Конан взял меня за плечо, извлек из кресла и потянул за собой. Мы вышли из зала, где царило непринужденное застолье, оказавшись в святая святых тарантийского замка — рабочем кабинете монарха.

Скромненько. Деревянная обшивка стен, большой стол, жесткие стулья красного дерева, сундук. На стенах — разнообразное диковинное оружие, вроде кхитайских метательных звездочек, вендийские мечи, больше похожие на зазубренную пилу, гирканийские «волчьи хвосты» — странные копья с наконечниками в виде железных изогнутых ветвей. Неплохая коллекция…

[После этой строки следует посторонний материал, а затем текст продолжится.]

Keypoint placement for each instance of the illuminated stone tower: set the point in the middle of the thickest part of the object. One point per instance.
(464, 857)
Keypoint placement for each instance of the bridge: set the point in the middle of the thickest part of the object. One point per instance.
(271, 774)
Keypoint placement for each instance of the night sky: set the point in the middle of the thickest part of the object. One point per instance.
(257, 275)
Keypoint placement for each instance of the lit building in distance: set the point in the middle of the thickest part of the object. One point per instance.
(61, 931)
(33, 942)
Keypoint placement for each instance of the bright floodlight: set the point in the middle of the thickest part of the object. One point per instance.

— Вот что, Маэль, — без лишних предисловий начал Конан, — своей королевской волей я дарую тебе повышение. Будешь личным порученцем моего аквилонского величества.

— Чего? — вытаращился я. — Капитан… то есть извини, мой король… Я, конечно, благодарен, но…

— Не перебивай, — Конан выложил на стол два тяжелых кожаных мешочка, развязал шнурки на одном из них, и на полированные доски высыпалось звонкое серебро. Странная, хотя знакомая чеканка — восьмиугольные монеты Кофа, серебряные орты с изображением оскалившейся львиной головы.

— Здесь этого добра на полную сотню аквилонских кесариев, — продолжил Конан, — ты получаешь их от казны в счет будущих расходов.

— Каких расходов? — я окончательно запутался.

— Дело в том, что завтра с утра ты отправляешься в Немедию. Обеспеченный кофийский дворянин, решивший попутешествовать. Ясно? Насколько я знаю, последний год ты прожил в Кофе, отлично знаешь тамошнее наречие и местные обычаи. В Бельверусе вполне сойдешь за подданного короля Балардуса. Барон Гленнор извещен… Собственно, это он тебя порекомендовал как одного из лучших конфидентов Латераны. Вдобавок я вправе на тебя надеяться как на старого друга.

— И что я должен делать? — стало ясно, что Конан снова решил впутать меня в темную историю. Как все знакомо!

— Учти, сейчас я тебя посвящаю не только в государственную, но и в мою личную тайну, — Конан уселся за стол и нахмурился. — На днях я получил из Бельверуса очень странное письмо. От человека, которого я уважаю всей душой и всем сердцем.

— Кто же этот человек? — осторожно осведомился я.

— Мораддин, герцог Эрде, барон Энден, глава тайной службы Немедийского королевства.

Вот тебе и на!

Прежде мне приходилось слышать, что человек, исполняющий в Немедии роль нашего барона Гленнора, как-то связан с Конаном и серьезно помогал Аквилонии шесть лет назад, во времена смуты и Мятежа Четырех… Но чтобы у нашего монарха были с главой Вертрауэна «душевные и сердечные отношения»?

Чем больше живу, тем больше удивляюсь жизни.

— Я тебе прочитаю кое-что, — варвар взял один из валявшихся на столе свитков и развернул. — Тогда, возможно, ты поймешь, отчего я лишаю тебя отдыха в Тарантии. Слушай…

Сии личные записи мне посоветовал вести отец. Давно, когда я была еще маленькой и только училась выводить первые корявые строчки. Он сказал, что будет полезно по вечерам перебирать и раскладывать по полочкам минувший день. Вспомнить, кого я видела, что слышала, что подумала, о чем читала или разговаривала, чем занималась….

С тех пор я повсюду таскаю с собой маленькую тетрадку, походную бронзовую чернильницу и запас перьев, а ведение записок стало привычкой. Иногда надо мной смеялись, но порой дневники оказывали мне ценные услуги.

Я даже не подозревала, насколько был предусмотрителен мой дорогой отец, приохотив дочь к кратким ежевечерним исповедям на клочках пергамента…

Бельверус, Немедия.

1 день Первой весенней луны 1294 года.

Немногие люди могут точно назвать день, когда их жизнь стала иной. Изменения складываются из будних мелочей, разговоров и обыденных встреч, и только спустя какое-то время понимаешь: ты уже давно стоишь на пути, которого не хотел и пытался избежать. Остается только идти вперед и надеяться на лучшее.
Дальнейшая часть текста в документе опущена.